In der Vergangenheit waren die Container an vielen Standorten allerdings überfüllt. Grund dafür ist nach Angaben der Kreisverwaltung das Wegbrechen des Absatzmarktes für Altkleider und als Folge volle Lager und mangelnde Kapazitäten für neues Altes.
Die vom Ennepe-Ruhr-Kreis aufgestellten Container – erkennbar an den Logos des Kreises sowie von Hilfsorganisationen – hat die AHE verstärkt im Blick, hier sollte es daher zu keinen Überfüllungen mehr kommen.

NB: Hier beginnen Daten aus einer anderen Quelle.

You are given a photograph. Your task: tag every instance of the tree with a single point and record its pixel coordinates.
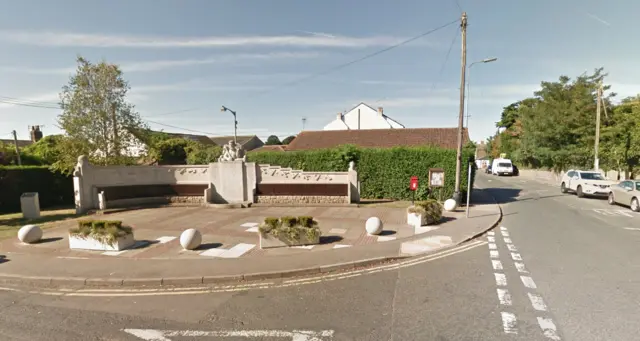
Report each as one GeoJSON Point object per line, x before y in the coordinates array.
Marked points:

Altkleider nie neben die Container
Grundsätzlich lautet die Bitte aus dem Schwelmer Kreishaus: Altkleider nie neben die Container stellen. Geschieht dies, ist das Verwerten ausgeschlossen. Vielmehr bleibt nur das Entsorgen als teurer Restabfall. Die damit verbundenen Kosten finden sich dann absehbar in den zu zahlenden Abfallgebühren wieder.
Als Alternative zur Abgabe der Altkleider in einem Container bietet sich das Ansprechen der DRK-Dienststellen in den Städten an.